# behaald zullen blijven worden



## Lopes

Vinden jullie de zin 
"ik hoop dat goede resultaten behaald zullen blijven worden" goed klinken? Voor mijn gevoel zit er net een werkwoord teveel in, maar ik ben er niet zeker van.


----------



## Brownpaperbag

Niks mis mee wat mij betreft. Het kan wellicht zonder _zullen_ omdat _blijven_ op zichzelf toekomende tijd impliceert...


Brown


----------



## Lopes

Ik zie wel een verschil in _blijven _en _zullen blijven_, dus dan hou ik het zo.

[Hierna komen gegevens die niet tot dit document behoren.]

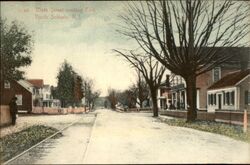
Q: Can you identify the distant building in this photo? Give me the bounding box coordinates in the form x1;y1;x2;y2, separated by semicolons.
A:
42;85;53;107
162;47;250;110
207;69;250;112
27;79;44;107
157;75;172;109
0;80;32;112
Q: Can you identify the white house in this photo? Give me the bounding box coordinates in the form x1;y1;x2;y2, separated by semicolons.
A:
207;69;250;112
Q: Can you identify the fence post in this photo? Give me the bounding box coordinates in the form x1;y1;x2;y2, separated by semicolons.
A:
243;109;247;132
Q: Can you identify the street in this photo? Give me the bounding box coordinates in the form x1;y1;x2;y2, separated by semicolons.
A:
8;109;250;164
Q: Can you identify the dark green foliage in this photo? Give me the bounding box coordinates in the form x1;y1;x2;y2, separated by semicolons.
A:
0;125;58;162
55;61;75;107
0;19;33;80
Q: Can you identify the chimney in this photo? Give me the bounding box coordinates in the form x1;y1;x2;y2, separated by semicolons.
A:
166;74;170;88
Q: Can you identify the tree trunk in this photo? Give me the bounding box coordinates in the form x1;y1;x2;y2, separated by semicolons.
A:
186;76;197;122
150;87;158;117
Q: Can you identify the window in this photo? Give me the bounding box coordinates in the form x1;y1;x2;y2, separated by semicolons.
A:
213;67;221;82
208;95;211;105
210;94;214;105
230;91;234;105
214;94;216;105
226;92;230;105
4;80;10;89
16;94;23;105
245;91;250;105
223;92;226;105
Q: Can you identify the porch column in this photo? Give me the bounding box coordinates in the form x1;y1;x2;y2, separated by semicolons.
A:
184;90;187;110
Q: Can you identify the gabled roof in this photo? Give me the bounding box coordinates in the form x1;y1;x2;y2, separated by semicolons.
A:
208;69;250;90
27;79;44;88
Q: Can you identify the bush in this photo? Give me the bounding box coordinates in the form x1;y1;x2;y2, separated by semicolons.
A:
0;125;61;162
161;119;250;143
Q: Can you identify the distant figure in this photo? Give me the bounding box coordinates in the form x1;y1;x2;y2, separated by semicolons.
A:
9;97;17;125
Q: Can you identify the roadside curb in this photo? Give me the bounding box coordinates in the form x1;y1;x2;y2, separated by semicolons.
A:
82;113;98;164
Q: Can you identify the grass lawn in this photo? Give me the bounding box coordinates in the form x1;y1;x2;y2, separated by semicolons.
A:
160;118;250;143
0;125;62;162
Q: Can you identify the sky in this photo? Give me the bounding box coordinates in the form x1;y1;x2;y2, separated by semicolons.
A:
1;1;250;96
1;1;141;96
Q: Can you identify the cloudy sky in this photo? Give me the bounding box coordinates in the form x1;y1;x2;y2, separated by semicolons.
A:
1;1;143;95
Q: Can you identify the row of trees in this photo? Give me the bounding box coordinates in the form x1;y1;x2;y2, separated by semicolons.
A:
52;61;100;108
114;0;250;122
0;18;34;81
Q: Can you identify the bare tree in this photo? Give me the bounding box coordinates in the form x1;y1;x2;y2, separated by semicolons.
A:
114;50;166;117
107;88;118;109
118;0;250;121
84;78;101;109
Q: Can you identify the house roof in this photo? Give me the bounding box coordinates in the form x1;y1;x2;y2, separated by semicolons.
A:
27;79;44;88
208;69;250;90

Bedankt!


----------



## Timidinho

Misschien: "Ik hoop dat het zo zal blijven, dat er goede resultaten behaald worden."


----------



## HKK

Passieve zinnen zijn moeilijker te volgen en klinken stroever, vooral in ingewikkelde constructies. Daarom klinkt deze, voor mij toch, niet goed.


----------



## Lopes

Het probleem is dat het een vertaling is van een passieve zin waaruit niet helemaal blijkt wie de goede resultaten zal blijven behalen, dus actief maken van de zin is een beetje lastig. Suggesties?


----------



## HKK

Ik hoop dat
... de goede resultaten zullen blijven binnenkomen.
... de resultaten (in de toekomst) even goed zullen blijven.
... ik even goede resultaten kan verwachten in de toekomst.


----------



## iRoy

Ik ben het eens met Brown. De zin vind ik gewoon goed klinken... ,maar als er dan iets weg gehaald moest worden, zou ik 'zullen' weghalen...


----------



## AllegroModerato

De zin is grammaticaal in orde maar klinkt nogal kunstmatig. Een beetje _Vertaliaans_, zoals een vroegere docent van mij het noemde. Ik zou kiezen voor een lossere vertaling die wat natuurlijker klinkt in het Nederlands:

_Ik hoop dat de goede resultaten zich voortzetten/behouden blijven._

Zo zou ik het zeggen.


----------